Configure Guardrails

Dome’s configuration system lets you precisely control which Guards run, how they execute, and what Detectors they use. This guide covers all configuration options.

Configuration Hierarchy

Dome organizes protection in three levels:

Guardrail (input/output)
    └── Guard (security, moderation, privacy)
            └── Detector (specific detection method)

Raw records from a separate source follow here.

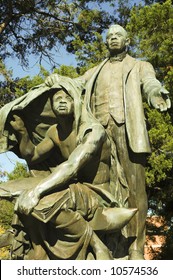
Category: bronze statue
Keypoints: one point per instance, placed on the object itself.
(63, 213)
(114, 92)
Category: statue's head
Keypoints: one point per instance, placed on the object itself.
(117, 39)
(62, 103)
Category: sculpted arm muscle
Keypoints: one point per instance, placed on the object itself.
(92, 141)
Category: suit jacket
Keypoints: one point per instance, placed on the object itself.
(138, 77)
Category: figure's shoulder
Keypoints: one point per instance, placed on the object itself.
(51, 131)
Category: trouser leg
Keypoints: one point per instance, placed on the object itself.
(133, 165)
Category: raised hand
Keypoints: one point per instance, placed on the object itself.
(18, 124)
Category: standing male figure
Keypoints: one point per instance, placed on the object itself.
(114, 95)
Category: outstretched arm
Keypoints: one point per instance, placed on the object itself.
(30, 152)
(157, 96)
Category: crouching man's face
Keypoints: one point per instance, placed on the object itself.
(62, 103)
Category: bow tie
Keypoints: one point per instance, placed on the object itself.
(118, 57)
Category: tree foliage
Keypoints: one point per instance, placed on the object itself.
(39, 27)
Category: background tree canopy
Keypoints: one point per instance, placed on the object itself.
(39, 28)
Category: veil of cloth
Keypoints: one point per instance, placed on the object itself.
(36, 111)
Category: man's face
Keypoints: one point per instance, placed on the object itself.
(116, 39)
(63, 103)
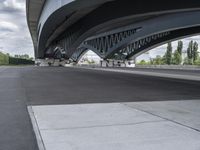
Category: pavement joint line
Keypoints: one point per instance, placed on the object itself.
(100, 126)
(154, 74)
(197, 130)
(38, 136)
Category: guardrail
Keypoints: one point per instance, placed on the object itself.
(187, 67)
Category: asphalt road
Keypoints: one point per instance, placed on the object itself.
(22, 86)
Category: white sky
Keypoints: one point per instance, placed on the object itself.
(15, 37)
(14, 33)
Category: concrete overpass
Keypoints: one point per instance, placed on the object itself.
(113, 29)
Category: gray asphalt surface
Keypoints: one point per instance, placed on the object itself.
(22, 86)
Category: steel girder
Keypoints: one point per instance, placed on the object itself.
(103, 16)
(134, 39)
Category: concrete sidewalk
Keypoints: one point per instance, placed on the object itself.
(156, 73)
(167, 125)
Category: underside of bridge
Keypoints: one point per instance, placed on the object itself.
(113, 29)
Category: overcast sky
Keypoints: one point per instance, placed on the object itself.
(15, 37)
(14, 33)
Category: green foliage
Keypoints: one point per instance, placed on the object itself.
(4, 59)
(158, 60)
(180, 47)
(192, 53)
(177, 58)
(168, 54)
(143, 62)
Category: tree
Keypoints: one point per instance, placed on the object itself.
(168, 54)
(195, 52)
(177, 58)
(192, 53)
(180, 47)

Each level has its own configuration options that can be customized.

Guardrail Configuration

Guardrail Options

Option	Type	Default	Description
`input-guards`	List	[]	Guards to run on input
`output-guards`	List	[]	Guards to run on output
`input-early-exit`	Boolean	True	Stop on first input flag
`input-run-parallel`	Boolean	False	Run input Guards in parallel
`output-early-exit`	Boolean	True	Stop on first output flag
`output-run-parallel`	Boolean	False	Run output Guards in parallel

Execution Modes

Early Exit (default): Stops processing when the first Guard flags content. Faster for rejecting clearly malicious input.
Complete Execution: Runs all Guards regardless of flags. Useful for comprehensive logging.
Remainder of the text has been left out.